Visión general de la fachada marítima y los puertos brasileños
Brasil tiene la costa más larga de América del Sur, que se extiende aproximadamente 7.491 kilómetros, bordeada por el océano Atlántico. Esta fachada marítima es estratégica para el comercio internacional y constituye una ruta importante para la exportación e importación de mercancías. El país cuenta con varios puertos principales que aseguran la conectividad mundial, incluidos los puertos de Santos, Río de Janeiro, Paranaguá e Itajaí. El puerto de Santos es el puerto más grande y activo de América Latina, desempeñando un papel clave en las exportaciones de productos agrícolas, minerales y manufacturados. Estas infraestructuras portuarias están equipadas para manejar una amplia gama de cargas, desde materias primas hasta productos industriales, con un servicio eficiente para buques de gran tamaño.

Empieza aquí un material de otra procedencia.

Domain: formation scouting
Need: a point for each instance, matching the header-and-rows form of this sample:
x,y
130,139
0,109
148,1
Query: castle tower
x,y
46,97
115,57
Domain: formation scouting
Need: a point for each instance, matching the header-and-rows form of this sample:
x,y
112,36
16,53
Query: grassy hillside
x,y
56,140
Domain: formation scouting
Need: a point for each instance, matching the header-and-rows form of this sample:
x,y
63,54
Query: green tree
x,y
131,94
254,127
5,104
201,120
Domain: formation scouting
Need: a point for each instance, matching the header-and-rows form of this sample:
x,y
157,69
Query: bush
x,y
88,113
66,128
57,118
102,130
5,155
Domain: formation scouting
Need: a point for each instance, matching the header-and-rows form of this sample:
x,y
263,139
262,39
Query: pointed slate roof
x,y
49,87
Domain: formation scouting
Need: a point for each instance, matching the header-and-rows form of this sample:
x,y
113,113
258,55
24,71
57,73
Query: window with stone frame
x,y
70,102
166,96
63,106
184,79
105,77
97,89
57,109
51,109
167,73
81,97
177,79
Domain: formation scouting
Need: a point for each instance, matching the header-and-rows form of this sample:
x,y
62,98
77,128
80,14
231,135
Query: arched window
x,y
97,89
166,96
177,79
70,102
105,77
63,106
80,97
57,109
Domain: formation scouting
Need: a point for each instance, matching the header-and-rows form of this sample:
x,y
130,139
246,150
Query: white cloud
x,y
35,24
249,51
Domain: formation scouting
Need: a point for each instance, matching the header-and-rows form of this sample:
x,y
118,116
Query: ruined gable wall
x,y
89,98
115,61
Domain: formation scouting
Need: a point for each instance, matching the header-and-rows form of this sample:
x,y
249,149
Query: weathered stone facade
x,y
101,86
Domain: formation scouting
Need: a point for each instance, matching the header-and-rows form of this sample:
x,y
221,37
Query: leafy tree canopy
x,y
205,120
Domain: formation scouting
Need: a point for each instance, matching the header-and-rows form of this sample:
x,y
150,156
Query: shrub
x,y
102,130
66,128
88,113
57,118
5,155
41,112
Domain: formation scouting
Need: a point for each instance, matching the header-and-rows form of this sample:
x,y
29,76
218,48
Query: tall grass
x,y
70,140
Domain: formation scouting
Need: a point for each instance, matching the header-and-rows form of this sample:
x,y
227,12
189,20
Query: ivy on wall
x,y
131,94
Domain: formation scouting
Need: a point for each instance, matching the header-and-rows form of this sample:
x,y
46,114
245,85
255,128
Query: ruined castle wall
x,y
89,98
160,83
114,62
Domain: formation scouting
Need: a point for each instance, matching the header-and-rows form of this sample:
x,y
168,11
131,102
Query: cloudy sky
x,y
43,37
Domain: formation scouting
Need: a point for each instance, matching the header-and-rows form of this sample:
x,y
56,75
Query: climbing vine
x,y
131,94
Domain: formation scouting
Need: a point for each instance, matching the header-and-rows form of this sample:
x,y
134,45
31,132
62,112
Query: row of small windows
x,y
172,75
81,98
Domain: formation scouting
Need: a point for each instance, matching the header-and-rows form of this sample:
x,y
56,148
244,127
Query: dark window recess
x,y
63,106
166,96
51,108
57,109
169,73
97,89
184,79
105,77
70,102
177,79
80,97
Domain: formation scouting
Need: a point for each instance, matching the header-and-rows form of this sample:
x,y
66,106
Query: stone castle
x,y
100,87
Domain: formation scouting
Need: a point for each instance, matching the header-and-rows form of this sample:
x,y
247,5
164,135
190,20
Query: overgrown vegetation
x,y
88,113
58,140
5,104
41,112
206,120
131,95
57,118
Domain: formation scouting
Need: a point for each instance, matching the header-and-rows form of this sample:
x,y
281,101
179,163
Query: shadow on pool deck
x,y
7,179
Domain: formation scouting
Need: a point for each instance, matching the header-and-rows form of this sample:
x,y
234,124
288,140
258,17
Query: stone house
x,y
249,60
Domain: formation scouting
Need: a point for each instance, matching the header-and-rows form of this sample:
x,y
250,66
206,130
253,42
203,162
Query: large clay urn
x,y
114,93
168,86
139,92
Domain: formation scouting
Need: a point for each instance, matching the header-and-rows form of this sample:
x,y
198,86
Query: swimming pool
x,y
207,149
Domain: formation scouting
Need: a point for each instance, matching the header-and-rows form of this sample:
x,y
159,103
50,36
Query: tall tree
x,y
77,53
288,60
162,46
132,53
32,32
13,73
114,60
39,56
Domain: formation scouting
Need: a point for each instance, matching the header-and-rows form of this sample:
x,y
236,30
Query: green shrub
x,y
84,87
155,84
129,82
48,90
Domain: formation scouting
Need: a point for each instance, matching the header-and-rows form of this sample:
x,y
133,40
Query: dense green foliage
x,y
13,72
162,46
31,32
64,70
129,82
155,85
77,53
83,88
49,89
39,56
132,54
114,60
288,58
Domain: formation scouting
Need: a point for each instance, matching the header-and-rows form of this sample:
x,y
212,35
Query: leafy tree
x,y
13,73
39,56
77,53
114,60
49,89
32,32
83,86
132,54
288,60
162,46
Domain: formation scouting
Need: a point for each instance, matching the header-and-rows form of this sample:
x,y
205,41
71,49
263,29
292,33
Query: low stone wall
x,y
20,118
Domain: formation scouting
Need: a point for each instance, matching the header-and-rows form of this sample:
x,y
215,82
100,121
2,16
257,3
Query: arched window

El desarrollo de infraestructuras portuarias en Brasil tiene como objetivo mejorar la capacidad de manipulación y modernizar las operaciones portuarias, lo cual es crucial para satisfacer la creciente demanda del comercio. Paralelamente, el gobierno invierte en seguridad marítima con sistemas avanzados de vigilancia y control para garantizar la seguridad de los buques y las cargas, minimizando los riesgos relacionados con la navegación en esta amplia zona marítima.